Ahem. Truth be told, we all took turns leading each other astray. I found out where Uncle Bob hid his stash of illicit 'likker'. Poor Uncle Bob was Aunt Fern's Bachelor brother who had never had the nerve to leave the farm, let alone the small town he had grown up in, except for a short stint in the army, where he developed a taste for moonshine and girlie magazines.

We four little holy terrors used to sneak peaks at his naughty 'zines and compare our developing bosoms in despair while he was away out working the farm. Later, we would stalk his movements when he would take the long evening walks to visit his private stash of 'Knock You on Your Ass 'Shine'. To this day, we have no idea where he got that stuff, but Everclear has nothing on it.

The clearest memory is the night we decided that Aunt Fern's pet pig needed an earring to match the tag it wore proudly. We had been into Uncle Bob's likker stash, and armed with a darning needle, the four of us tried to coral the damned beast into submission.

We were caught, filthy, bedraggled, hiccuping and thoroughly battered.

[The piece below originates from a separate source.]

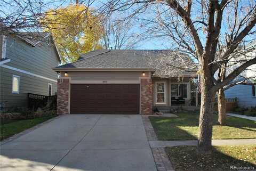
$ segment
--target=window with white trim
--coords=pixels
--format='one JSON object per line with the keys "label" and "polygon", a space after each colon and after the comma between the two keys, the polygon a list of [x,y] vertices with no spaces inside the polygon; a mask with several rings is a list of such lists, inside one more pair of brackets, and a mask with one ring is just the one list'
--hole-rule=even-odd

Aunt Fern had her suspicions about the state of our sobriety, but since she had no demon alcohol on hand, couldn't actually prove anything. However, Scarlet, being the one caught with the damning evidence of the darning needle, was sentenced to cross-stitch a sampler for Aunt Fern that summer, since she was so eager to poke holes into something. The rest of us were made to clean out the pig pen, a job we preferred to that of sitting politely under the eagle eye of The Aunt.

(Uncle Bob never did figure out why his moonshine consumption went up in the summer. I always thought he may have figured he was simply sipping more to soothe his flagging nerves having his nieces around!)